I read up many books
and considered taking up some mildly destructive
and slightly disturbing hobbies,
so that I could know them better.
So I could become someone they could accept.
I looked for a teacher who could teach me
how to love back darkness,
how to become a wound itself
instead of nursing one forever.


I want to say I found happiness
in that one friend
with sad eyes and bitter lips.
But there still lived in me
that one girl made of light
who wanted to ruin me
by guiding me back to life.

“Meet me on a sunless day” – Nayana Nair

the sun is so much brighter than it used to be
it makes me wonder if i remembers my days correctly.
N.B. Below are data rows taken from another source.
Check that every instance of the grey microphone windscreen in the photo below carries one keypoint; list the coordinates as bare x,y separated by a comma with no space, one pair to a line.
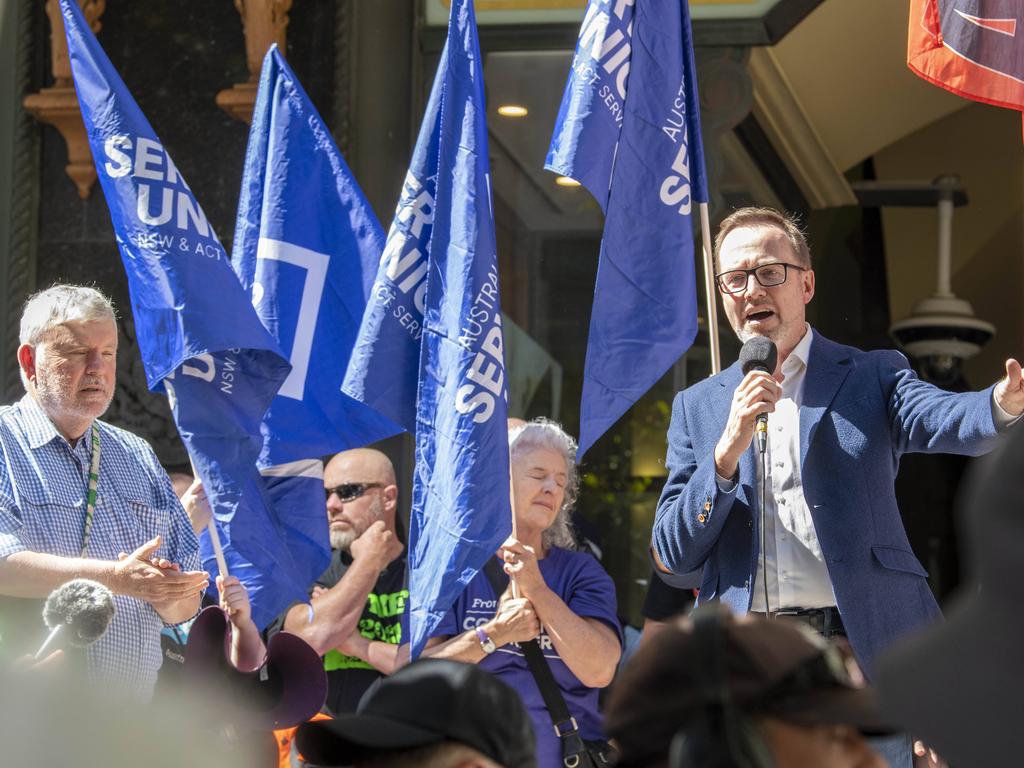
759,353
84,607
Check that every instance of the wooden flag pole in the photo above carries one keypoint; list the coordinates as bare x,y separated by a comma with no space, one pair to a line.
211,527
515,532
710,291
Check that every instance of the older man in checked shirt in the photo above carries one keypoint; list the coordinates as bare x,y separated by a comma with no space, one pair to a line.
134,537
has it always been like this,
when did my eyes start creating its own darkness.

(is there a word for it?
like there is a word for plants creating food from the drops of sun)

were you always this beautiful?
were you always looking at me with those kind eyes?

my broken mind only remembers cruel gazes.
why did it never take your image in?

how is it so easy to not see?
why is it so easy to believe the worst?

what if i walk over to you, try to smile with you
and call what i feel love

how long will my new vision stay with me?
do you know how to love a blind bitter person?

i am asking since i am always not like this
i asking because i want to meet you again on a dark cloudy day

i want you to know of my blindness
before you love me back.

“What I Remember (10)” – Nayana Nair

I want to write about the boring,
about all that is insignificant,
about the trust that lasts,
about the promises that are kept,
about the things we don’t have to beg from god.

I belive there must be some things in life that goes as we wanted to,
that didn’t take our effort, our prayers to go right,
that fell into place so naturally
that we didn’t even notice the ease they gave us.
The boring that is neglected, that is mocked
must be a dream for a person I don’t know of.
The days of charity and donation,
the realization of the lack that we don’t experience
hits us only briefly,
gives us only short lived sadness or gratitude
and a bit of pride (that has a little longer life)
in ourselves for venturing out of our boredom
to witness the lacking of others,
to distribute a bit of what we have in abundance.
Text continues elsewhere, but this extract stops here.